Roof Repair | The intensity of the sun and its damaging ultraviolet rays are not just a concern for your skin in the summer months. Think about what it’s doing to the roof you maintain.
A flat or low-slope roof – most of which are black in color – faces the brunt of the sun’s UV rays for several hours a day. This not only can break down and weaken an uncoated roof’s materials, but it can dramatically raise the surface temperature on the roof – by some accounts 60-100 degrees higher than the ambient temperature – and the amount of heat that is conducted to the building’s interior.
The case for coatings
One cost-effective way to extend the life of your roof, while improving your building interior’s energy efficiency is by applying a reflective coating to the roof’s surface.

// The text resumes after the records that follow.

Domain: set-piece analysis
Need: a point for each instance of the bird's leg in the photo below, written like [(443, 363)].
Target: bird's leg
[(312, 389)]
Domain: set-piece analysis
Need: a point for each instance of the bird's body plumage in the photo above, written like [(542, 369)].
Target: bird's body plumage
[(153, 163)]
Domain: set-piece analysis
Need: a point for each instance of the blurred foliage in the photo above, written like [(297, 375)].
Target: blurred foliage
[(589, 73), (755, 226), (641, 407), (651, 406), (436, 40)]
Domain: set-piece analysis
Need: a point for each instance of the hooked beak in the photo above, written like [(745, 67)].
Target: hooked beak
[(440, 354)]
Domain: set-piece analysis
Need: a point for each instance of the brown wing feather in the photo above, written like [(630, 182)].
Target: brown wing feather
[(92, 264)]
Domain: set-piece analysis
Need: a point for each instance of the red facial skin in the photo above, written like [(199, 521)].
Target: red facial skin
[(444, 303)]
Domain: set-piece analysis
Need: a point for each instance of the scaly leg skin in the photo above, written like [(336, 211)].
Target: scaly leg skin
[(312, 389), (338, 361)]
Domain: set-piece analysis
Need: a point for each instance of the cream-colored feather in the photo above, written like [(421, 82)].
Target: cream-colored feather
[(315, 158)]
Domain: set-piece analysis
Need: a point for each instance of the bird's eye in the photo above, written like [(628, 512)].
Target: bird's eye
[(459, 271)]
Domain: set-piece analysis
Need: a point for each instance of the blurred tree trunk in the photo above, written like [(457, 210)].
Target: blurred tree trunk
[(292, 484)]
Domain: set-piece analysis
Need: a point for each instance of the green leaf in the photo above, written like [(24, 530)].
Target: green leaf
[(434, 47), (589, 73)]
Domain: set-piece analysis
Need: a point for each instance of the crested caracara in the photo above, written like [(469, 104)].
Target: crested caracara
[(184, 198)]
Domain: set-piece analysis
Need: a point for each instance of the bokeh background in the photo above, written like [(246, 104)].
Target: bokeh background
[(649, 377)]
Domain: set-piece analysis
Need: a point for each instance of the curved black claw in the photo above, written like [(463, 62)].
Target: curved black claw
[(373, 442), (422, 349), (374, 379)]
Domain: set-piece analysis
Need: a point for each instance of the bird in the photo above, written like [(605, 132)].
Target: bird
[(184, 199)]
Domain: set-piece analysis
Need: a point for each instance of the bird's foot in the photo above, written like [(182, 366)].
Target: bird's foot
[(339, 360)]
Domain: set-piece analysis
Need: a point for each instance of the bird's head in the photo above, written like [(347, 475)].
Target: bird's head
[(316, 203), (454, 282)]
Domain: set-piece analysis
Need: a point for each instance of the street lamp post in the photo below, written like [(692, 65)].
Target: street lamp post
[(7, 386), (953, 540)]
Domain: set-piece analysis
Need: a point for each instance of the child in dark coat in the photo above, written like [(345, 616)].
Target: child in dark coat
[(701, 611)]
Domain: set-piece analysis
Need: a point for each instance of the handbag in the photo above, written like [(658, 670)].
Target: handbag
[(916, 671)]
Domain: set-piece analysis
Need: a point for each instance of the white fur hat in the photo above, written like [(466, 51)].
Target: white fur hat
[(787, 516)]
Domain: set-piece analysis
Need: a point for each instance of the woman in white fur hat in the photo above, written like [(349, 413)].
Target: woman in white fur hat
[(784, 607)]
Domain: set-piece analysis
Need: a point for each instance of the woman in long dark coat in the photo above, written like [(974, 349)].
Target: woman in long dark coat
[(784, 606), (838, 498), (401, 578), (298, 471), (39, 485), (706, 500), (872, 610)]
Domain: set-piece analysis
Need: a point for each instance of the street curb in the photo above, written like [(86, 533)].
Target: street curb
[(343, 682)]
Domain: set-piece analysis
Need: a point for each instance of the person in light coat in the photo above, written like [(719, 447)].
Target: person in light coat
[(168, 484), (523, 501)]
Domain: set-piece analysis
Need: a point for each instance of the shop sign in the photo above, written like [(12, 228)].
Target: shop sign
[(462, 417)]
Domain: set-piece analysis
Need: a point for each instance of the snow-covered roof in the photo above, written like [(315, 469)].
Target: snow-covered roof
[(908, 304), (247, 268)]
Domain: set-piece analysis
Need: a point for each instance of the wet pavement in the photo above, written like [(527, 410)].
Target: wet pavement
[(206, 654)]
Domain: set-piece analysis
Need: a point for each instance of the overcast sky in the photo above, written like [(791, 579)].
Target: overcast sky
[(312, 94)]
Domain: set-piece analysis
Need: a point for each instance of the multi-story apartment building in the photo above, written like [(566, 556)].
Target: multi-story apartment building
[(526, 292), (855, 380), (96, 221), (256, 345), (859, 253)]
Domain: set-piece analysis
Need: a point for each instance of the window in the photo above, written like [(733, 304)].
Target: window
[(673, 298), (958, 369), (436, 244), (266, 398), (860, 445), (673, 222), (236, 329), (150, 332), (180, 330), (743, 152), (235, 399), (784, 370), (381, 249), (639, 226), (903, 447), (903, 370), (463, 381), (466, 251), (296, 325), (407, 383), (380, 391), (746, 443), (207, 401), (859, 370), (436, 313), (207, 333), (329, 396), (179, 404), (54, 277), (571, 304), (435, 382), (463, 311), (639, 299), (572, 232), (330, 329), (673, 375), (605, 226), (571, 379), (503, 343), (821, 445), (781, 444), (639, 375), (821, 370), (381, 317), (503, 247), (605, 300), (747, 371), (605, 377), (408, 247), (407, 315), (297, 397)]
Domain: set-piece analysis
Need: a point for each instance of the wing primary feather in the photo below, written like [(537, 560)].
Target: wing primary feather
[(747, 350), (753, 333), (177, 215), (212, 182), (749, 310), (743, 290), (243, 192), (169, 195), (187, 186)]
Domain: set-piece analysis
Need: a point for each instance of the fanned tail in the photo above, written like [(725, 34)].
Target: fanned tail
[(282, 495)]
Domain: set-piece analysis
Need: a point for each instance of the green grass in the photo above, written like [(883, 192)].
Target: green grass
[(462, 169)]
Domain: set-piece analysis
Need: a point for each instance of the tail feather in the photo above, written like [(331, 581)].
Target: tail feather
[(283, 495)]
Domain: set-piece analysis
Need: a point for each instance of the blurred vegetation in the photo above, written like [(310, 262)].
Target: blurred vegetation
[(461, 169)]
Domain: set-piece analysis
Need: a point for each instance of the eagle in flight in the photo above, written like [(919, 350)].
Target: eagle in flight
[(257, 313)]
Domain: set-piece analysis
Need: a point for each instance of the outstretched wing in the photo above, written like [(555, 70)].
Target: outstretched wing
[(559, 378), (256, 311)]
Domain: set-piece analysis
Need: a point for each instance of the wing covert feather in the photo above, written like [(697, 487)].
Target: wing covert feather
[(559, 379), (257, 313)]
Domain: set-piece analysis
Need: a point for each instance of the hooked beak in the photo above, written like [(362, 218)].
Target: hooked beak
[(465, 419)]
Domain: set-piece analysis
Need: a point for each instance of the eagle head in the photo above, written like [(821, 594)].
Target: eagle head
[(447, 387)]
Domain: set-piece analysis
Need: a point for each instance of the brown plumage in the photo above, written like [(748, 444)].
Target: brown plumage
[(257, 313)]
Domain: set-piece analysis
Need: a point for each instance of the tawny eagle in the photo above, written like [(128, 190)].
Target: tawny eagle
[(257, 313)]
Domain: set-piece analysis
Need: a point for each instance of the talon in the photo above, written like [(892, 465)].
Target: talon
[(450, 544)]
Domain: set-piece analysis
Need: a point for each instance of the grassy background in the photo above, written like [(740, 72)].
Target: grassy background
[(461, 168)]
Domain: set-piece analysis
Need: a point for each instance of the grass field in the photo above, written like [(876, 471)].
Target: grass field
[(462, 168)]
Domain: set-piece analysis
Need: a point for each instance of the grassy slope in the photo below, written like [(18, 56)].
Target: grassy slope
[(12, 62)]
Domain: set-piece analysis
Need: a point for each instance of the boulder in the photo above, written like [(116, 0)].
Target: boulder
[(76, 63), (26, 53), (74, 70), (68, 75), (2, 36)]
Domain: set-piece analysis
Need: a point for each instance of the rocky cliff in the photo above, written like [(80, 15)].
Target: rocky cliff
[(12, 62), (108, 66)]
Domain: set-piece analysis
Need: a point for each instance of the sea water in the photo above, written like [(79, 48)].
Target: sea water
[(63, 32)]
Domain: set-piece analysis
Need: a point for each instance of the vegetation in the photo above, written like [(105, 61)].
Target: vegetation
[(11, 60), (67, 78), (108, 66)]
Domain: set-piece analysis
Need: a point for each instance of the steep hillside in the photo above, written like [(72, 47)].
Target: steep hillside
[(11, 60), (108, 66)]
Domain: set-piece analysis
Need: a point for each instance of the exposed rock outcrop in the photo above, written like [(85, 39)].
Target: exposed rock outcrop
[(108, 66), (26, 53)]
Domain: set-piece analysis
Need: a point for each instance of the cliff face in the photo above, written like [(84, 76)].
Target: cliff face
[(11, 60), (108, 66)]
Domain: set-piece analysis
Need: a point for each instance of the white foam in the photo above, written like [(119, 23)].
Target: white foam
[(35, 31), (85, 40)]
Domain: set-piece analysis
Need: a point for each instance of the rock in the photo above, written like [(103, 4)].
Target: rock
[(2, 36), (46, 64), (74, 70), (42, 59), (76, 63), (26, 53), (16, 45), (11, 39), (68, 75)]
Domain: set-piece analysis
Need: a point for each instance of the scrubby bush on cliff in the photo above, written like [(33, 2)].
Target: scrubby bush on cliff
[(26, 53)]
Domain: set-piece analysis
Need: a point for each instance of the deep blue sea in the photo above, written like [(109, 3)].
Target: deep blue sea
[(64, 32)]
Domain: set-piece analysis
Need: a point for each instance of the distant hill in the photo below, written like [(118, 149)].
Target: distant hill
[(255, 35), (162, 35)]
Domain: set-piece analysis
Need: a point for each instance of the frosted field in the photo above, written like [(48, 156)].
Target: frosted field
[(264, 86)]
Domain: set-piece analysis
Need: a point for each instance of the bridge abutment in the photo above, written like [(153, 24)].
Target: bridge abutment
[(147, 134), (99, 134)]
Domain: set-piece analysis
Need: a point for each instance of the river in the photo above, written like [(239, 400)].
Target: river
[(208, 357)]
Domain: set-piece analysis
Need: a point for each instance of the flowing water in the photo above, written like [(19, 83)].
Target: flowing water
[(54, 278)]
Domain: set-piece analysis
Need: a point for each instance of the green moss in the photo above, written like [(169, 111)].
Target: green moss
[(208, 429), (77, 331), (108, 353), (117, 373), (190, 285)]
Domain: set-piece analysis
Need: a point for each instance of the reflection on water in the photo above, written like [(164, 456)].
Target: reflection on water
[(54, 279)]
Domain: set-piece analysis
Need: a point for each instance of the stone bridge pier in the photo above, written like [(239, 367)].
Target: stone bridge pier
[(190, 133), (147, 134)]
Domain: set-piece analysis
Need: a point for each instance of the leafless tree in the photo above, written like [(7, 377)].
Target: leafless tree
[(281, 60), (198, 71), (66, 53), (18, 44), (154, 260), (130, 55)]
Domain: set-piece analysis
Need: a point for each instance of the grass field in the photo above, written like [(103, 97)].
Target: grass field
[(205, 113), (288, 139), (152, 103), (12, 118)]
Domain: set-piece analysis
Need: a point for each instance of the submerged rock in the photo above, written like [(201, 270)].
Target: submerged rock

A white elastomeric coating, for instance, can help reflect UV rays and lower the temperature on a roof in warm climates.
According to Building Operating Management, an uncoated, black roof absorbs between 70-80 percent of the solar energy that strikes it, but when a white or light-colored coating is applied, the solar absorption rate decreases to 20-30 percent. That can translate to significant savings in cooling costs. Therefore, in climates where cooling days outnumber heating days, white or light-colored roofs are a worthy consideration for energy efficiency.
But wait; there’s more
Coated roofs can extend a roof’s life dramatically when properly maintained and cleaned, depending on climate conditions. They can often be re-coated as well, further delaying the need for a replacement.
Reflectivity, however, can be compromised when dirt and debris accumulates, so regular inspections – twice per year as well as after significant weather events – are recommended to maintain its integrity.
Roof Repair | When choosing a reflective coating for your building, consider seeking the guidance of an experienced roofer who’s qualified to effectively match your building’s specific roof system type with a coating formulation that will best complement it – and the climate it’s in.